Solem String Quartet: Rawsthorne and Other Rarities

review rawsthorne x1 cong

This is billed as a sequel to A Garland for John McCabe (DDA 25166), an affectionate tribute to McCabe that doubled as a sampler for various composers’ work. Apparently intended as the second disc in that set, this project grew to be a full album and is also dedicated to McCabe.

It features recordings of works by McCabe’s fellow composers, but it’s got a different air to the McCabe tribute, which was warm and affectionate; this is drier and more prickly, at least early on.

The sleeve notes say the disparate collection was inspired by recorder  player John Turner’s chance discovery of the manuscript of Alan Rawsthorne’s Chamber Cantata, long believed destroyed, in the Library of Congress, Washington DC.

This has been recorded with two other Rawsthorne rarities, one a version of the well-known Practical Cats (i.e. Old Possum’s Book of Practical Cats, later more profitably turned to music as Cats).

As a tribute to McCabe, the CD also includes two short pieces written in his memory by Malcolm Lipkin and David Ellis.

The CD opens with the Camber Cantata, which is prickly and dry, although it does have some lighter moments. It’s the kind of music that puts us in mind of stiff upper lips and starched collars, and English gents talking about the stock market.

Halsey Stevens’s Sonatina Piacevole lightens the mood and is rather jolly, with recorder and harpsichord. It’s a near relative of the courtly music you might hear in a 1950s Hollywood take on Henry VIII.

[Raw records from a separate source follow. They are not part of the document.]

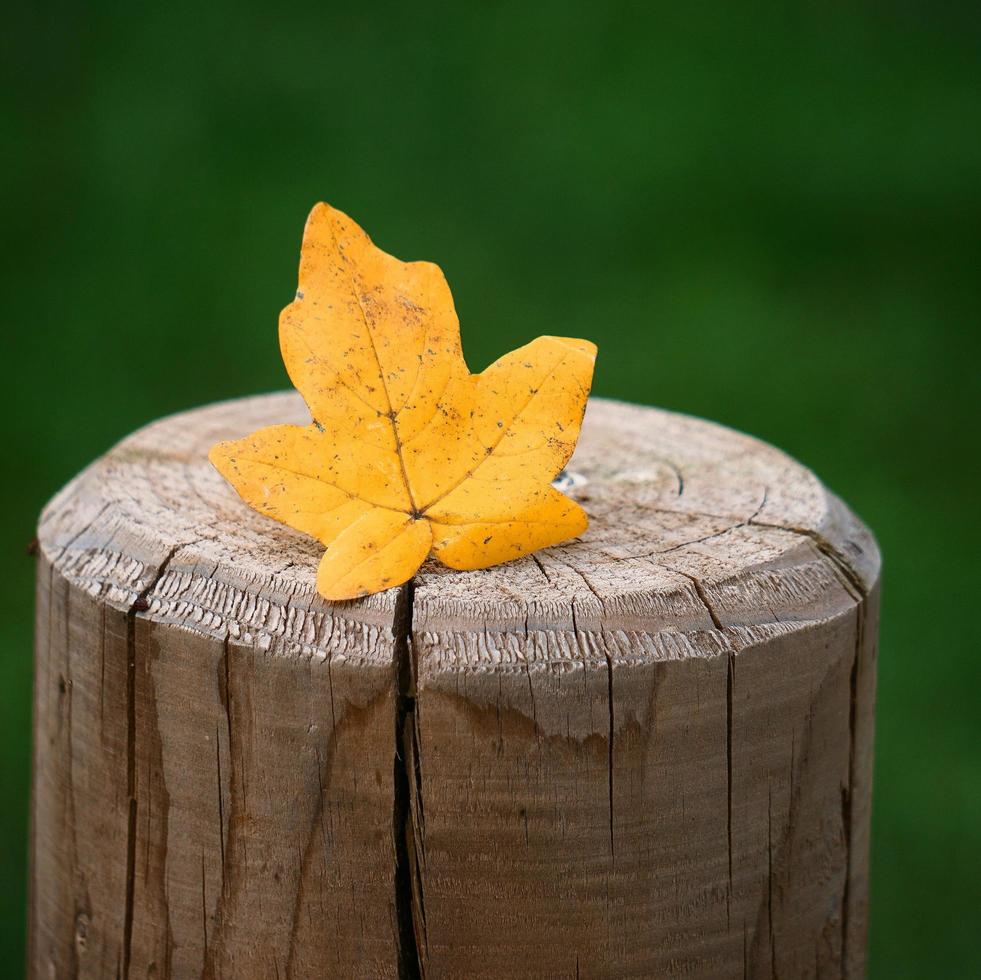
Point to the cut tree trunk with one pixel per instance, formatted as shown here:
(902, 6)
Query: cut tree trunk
(645, 753)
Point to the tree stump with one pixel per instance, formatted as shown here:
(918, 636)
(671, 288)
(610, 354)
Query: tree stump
(646, 753)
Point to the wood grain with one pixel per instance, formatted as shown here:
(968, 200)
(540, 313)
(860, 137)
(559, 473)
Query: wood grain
(644, 753)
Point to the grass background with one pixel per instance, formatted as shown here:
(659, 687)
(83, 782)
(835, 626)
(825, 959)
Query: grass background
(766, 215)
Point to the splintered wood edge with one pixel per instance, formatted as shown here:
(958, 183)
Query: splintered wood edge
(702, 539)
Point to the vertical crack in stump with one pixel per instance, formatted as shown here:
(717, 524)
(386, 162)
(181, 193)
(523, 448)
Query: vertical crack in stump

TS Elliott’s felines follow, the piece predating the famous musical by decades, commissioned for Edinburgh Festival in 1954. It’s just a reciter and piano, and it’s well done. As a piece commissioned for a one-off live performance for kids, it was perhaps never meant to have longevity as a recording, but it’s far from annoying. Post-puss entertainment is warmer and includes a short but charming piece from Vaughan Williams, with Turner on recorder for a world premiere, and The Little Linden Pipe, another short piece featuring Turner. The closer is Mount Street Blues, by Ellis and dedicated to McCabe, which would have fitted well on the A Garland For… CD.

It is a disparate collection, although this adds to its charm. After repeated plays we conclude the earlier section is more difficult, the cat poems never fail to please, and the subsequent sections are easier to listen to; perhaps too easy, as you start to miss the sharper sounds of the opening pieces. Many modern CDS we review lie unplayed thereafter, but we suspect this is one that, like the children’s setting of Old Possum’s Book of Practical Cats, will prove longer lasting in appeal.

This is out on Divine Art, DDA25169.